Пузырьков смачно зевнул своим мыслям, поскреб пятерней тощую грудь сокрытую под стираной-перестираной майкой с выцветшей надписью METALLICA на которую сверху была надета сиреневая, не первой свежести форменная рубашка, для маскировки накрыл бутылку водки картонным пакетом из-под кефира и аккуратно поставил ее на батарею под столиком подальше от пытливого ока начальника состава который сам этого дела не употреблял и другим в ультимативной форме не советовал.
Понюхав пустой стакан в котором еще совсем недавно морем разливанным плескалась водка, Костя с нескрываемым сожалением ополоснул его водой из под крана и поставил в шкаф над раковиной. Повернувшись к вделаному в дверь купе зеркалу он критически осмотрел свою физиономию, сопя выдавил прыщик на подбородке, выдернул из левой ноздри несколько конкретно торчащих наружу волосинок, затем снял с верхней полки форменную фуражку, нахлобучил ее себе на нечесаный затылок, открыл дверь купе и вышел в коридор.
До неприличия пустой плацкартный вагон предстал хмельному пузырьковскому взору. Более ста погонных метров полок, обтянутых красным дерматином, окантованных потускневшим алюминием, нижних, сундукообразных и верхние, вздыбившихся к зениту, похожих на разведенные пролеты питерских мостов, тянулись в пыльные дали до следующего тамбура и дух странствий носился над всем этим.

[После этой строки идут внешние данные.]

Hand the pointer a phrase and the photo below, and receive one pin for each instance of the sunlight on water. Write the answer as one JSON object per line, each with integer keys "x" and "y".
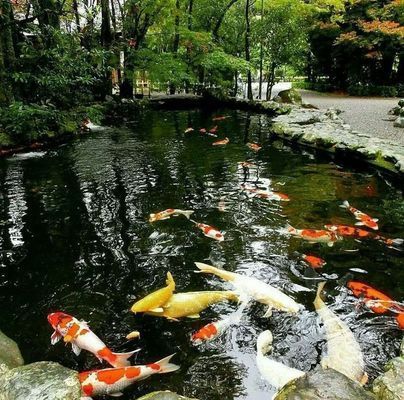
{"x": 79, "y": 218}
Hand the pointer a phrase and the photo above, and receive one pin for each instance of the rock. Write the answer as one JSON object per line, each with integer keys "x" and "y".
{"x": 324, "y": 385}
{"x": 40, "y": 381}
{"x": 9, "y": 352}
{"x": 166, "y": 395}
{"x": 390, "y": 385}
{"x": 290, "y": 96}
{"x": 399, "y": 122}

Совершенно особый дух, пахнущий: копченой колбасой, водочныйм перегаром, нестираными носками, разлитым пивом, чесноком, луком, вареными яйцами, прокисшим лимонадом, сырыми простынями, потом, духами, одеколоном, мылом, зубной пастой, притухшей рыбой, угольной пылью, мочой, сгнившим виноградом, табаком, мокрыми тряпками, задохнувшимся от жары мороженым, пирожками, цветами, яблоками, сардельками и вчерашним супом. Все это смешалось, соединилось, слилось, взболталось, сроднилось, вспенилось, сгруппировалось, разложилось на атомы, дало реакцию и выпало в осадок в виде особого вагонного запаха – духа странствий.
Пузырьков хищно раздвинув ноздри втянул этот дух и улыбнулся, прищурив от удовольствия правый глаз.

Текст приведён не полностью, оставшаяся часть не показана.